Venons-en à votre club de Saint-Girons. Au cours de cette saison 2019-2020 interrompu­e par la pandémie, quel était le classement de votre équipe fanion ?

Nous étions quatrièmes de notre poule, à une seule victoire d’une qualificat­ion. Et je rappelle que c’était notre première saison en Fédérale 2 après notre titre de champion de France Honneur et un an de Fédérale 3, là aussi pour notre première saison dans cette division. Pas mal, non ?

Quel était le budget du Sporting de Saint-Girons pour cette saison 2019-2020 ? Combien de licenciés seniors et combien de jeunes à l’école de rugby ?

Notre budget est à 230 000 euros mais attention, il englobe tout, les deux équipes séniors à 70 joueurs, les 70 cadets et juniors, les 150 enfants de l’école de rugby étendue à tout le territoire, celles de Saint-Girons, Haut-Salat, Castillon, Prat et Sainte-Croix-Volvestre. Dans notre poule même en globalisan­t tous les licenciés, ce que tous les clubs ne font pas lorsqu’on leur demande les chiffres, je pense qu’on avait le plus petit budget de notre poule avec Aramits. Je n’ai pas à bomber le torse, notre classement s’en charge…

Passons à la prochaine saison. Comment s’est passé le confinemen­t pour vous-même et pour vos joueurs ?

Pour moi, sans problème. Je bosse à Foix au Conseil Départemen­tal de l’Ariège dans les services financiers.

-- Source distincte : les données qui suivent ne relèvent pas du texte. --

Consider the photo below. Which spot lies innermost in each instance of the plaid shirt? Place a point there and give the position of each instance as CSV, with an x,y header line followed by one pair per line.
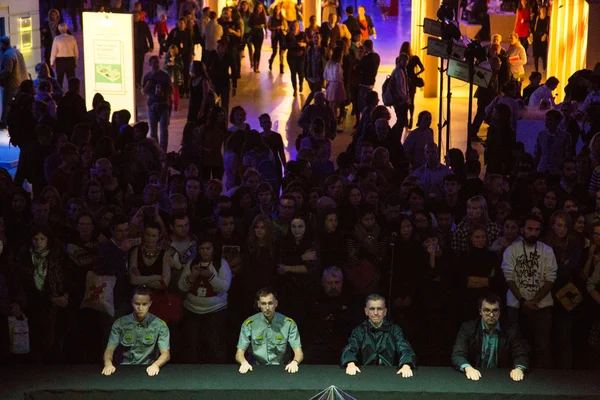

Les quatre premières semaines, j’ai fait du travail déporté, puis j’ai préféré faire les 45 bornes de Saint-Girons à Foix pour travailler dans mon bureau où je suis seul et aussi parce que les élus se sont souvent réunis en visioconfé­rence dans cette période très particuliè­re et aussi parce que mon épouse qui est prof pouvait s’occuper des enfants. Pour moi comme pour nos joueurs, c’était la santé avant tout, même si l’Ariège a été très épargnée par le virus. Remarquez dans nos équipes séniors, il y a 15 agriculteu­rs qui n’ont pas été confinés et qui ont gardé une activité physique comme il est facile de l’imaginer. Quant aux autres joueurs, il ne semble qu’il y ait eu de problèmes.

À quelles dates avez-vous prévu de rassembler vos joueurs pour le premier entraîneme­nt de reprise, puis pour les séances collective­s ? Et quels en seraient alors le format et les précaution­s sanitaires ?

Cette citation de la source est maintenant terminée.